María: Para que se sientan identificados.
 

_¿Qué les gustaría que los chicos encuentren en el libro?

_ A: -Que puedan ponerle palabras a sus emociones. No sé cuáles son, ni si son buenas o malas o si son temporales o para siempre, pero que puedan ponerle palabras. Ojalá puedan encontrar elementos que los ayuden a construir los nuevos relatos de este mundo por descubrir.

M: -Me gustaría que se identifiquen, que cada chico sienta que no es el único que está pasando por esto. Que sientan contención al ver que lo que le pasa tiene forma de ponerse tanto en palabras como en imágenes.
 

_¿Les parece que es algo que ayuda a los papás a explicarles lo que fue el aislamiento?

_A: -Es lo que está ocurriendo, ya nos contaron varios. Al leer el libro surgen, en algunos casos, conversaciones que no se hubieran dado sin el libro.

M: -Sí, invita a un momento compartido de lectura y reflexión sobre lo que vivieron.
 

_¿Cómo fue el trabajo entre la escritura y la ilustración?

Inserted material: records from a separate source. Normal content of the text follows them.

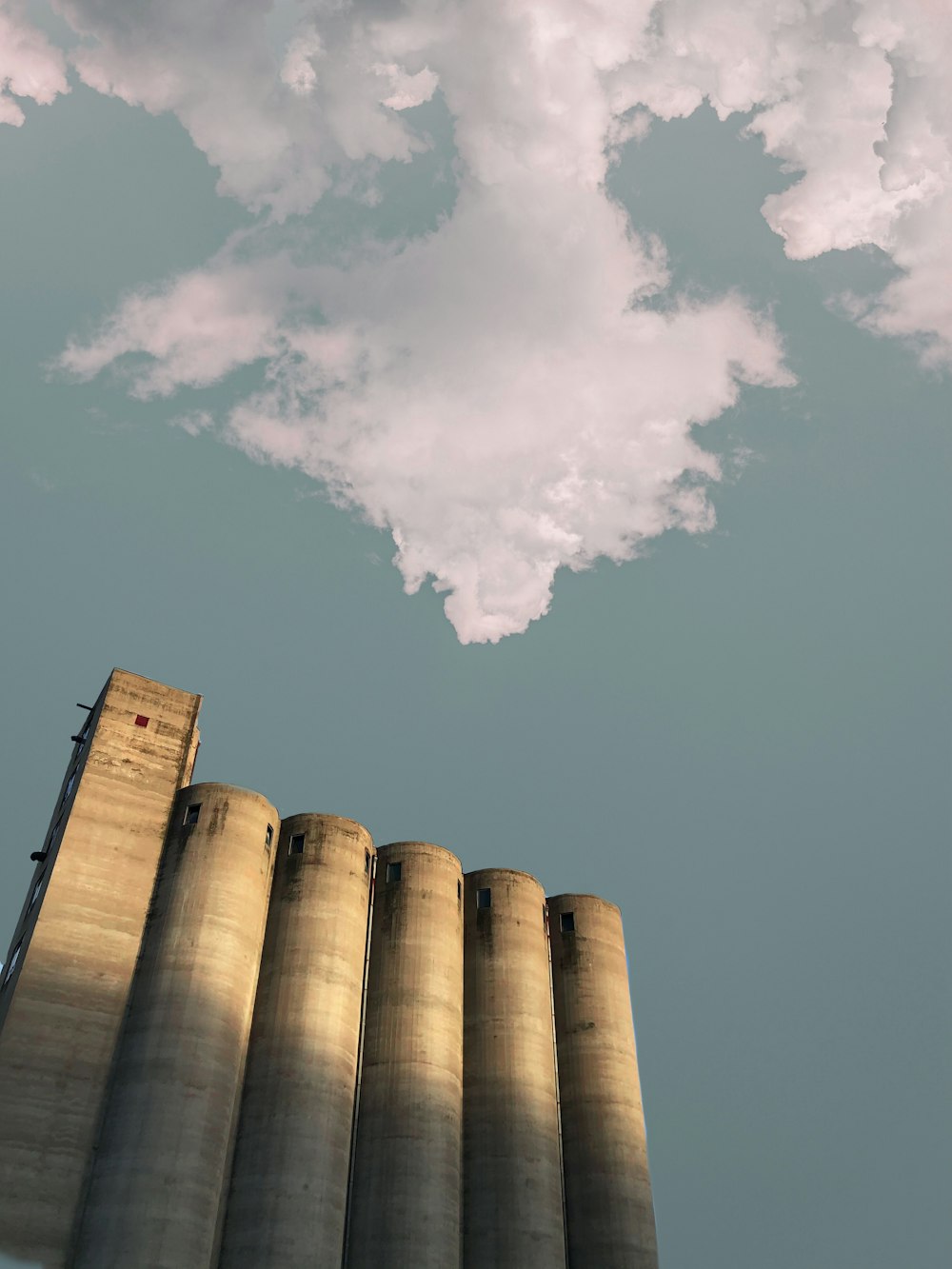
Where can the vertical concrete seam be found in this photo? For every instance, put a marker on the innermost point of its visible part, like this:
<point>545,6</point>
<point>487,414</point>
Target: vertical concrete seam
<point>559,1092</point>
<point>356,1116</point>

_A: -Escribí el texto. Le propuse a María ilustrarlo y me dijo que sí enseguida. A partir de ahí, ella tomó la posta. En medio de la cuarentena, sin vernos, a través de WhatsApp, me fue mandando las ilustraciones. Solté el texto y confié absolutamente en María y ella lo siguió. A partir de ahí, fue su obra. Incluso la decisión de que la protagonista sea una nena es de ella. Si el texto se lee sin imágenes puede ser una nena o un varón. Algunas noches me mandaba ilustraciones. Todas eran bellas. Ahí supe que había un libro. Las imágenes ampliaban el texto y, a la vez, respetaban su esencia. Después ocurrió un hermoso proceso circular donde modifiqué el texto en función de las ilustraciones.

M: -Analía me dijo "dibujalo". ¡Nada más! Superlibre y confiada en que ilustre sus palabras según mi parecer.
 

_¿Les parece que la literatura acompañó a los chicos a lo largo de aislamiento?

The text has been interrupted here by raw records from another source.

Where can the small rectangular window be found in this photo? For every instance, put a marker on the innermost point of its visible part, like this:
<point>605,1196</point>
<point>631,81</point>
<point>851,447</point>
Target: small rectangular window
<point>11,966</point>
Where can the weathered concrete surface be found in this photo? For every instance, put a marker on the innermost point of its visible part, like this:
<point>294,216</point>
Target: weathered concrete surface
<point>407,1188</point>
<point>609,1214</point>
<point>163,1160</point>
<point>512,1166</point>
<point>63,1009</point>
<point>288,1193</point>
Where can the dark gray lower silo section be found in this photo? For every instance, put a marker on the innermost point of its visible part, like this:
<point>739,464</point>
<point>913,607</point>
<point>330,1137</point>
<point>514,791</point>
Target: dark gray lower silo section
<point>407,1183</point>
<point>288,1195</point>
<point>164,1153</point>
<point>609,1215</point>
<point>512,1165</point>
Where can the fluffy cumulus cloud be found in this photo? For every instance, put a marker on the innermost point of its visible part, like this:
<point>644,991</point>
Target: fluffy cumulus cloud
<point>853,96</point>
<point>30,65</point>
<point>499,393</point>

_A: -No puedo responder de manera general porque hay situaciones sociales y familiares muy diversas, pero el deseo de que eso ocurra siempre está.

_¿La salida es atreverse a soñar?

_M: -Soñar siempre es bueno, pero creo que no como salida o escape, sino como parte de una cotidianidad que, además de las tareas y las rutinas, tiene ideales, sueños y proyectos.
 

_¿Por qué decidieron agregarle una parte en la que el lector participa?

_A: -Al principio de la cuarentena les hice a mis hijos un diario con actividades que íbamos completando cada día. Cada uno de mis hijos tenía el suyo y yo tenía el mío. Eran juegos, dibujos, sopas de letras, adivinanzas, todo relacionado con la cuarentena. Y a todos nos hacía bien. Con la lista de las cosas que no se podían hacer descubrí, por ejemplo, que mi lista no era tan larga. Algunas de esas actividades son las que hoy están en el libro.
 

_¿Cómo creen que los chicos van a recordar esta etapa?

_M: -La etapa de lavarse mucho las manos, de estar en casa con mamá y papá y ver más dibujitos que lo permitido. La etapa de usar barbijos y conocer nuevos miedos. La etapa del Zoom.
 

_¿Vamos a salir mejores o peores?

_A: -No lo sé, pero seguro saldremos transformados. Ya lo estamos viendo.

M: -Ojalá, pero me parece idílico afirmar que vamos a salir mejores. Las crisis seguramente revolucionan, y en algunas cosas mejoraremos, pero en otras creo que no.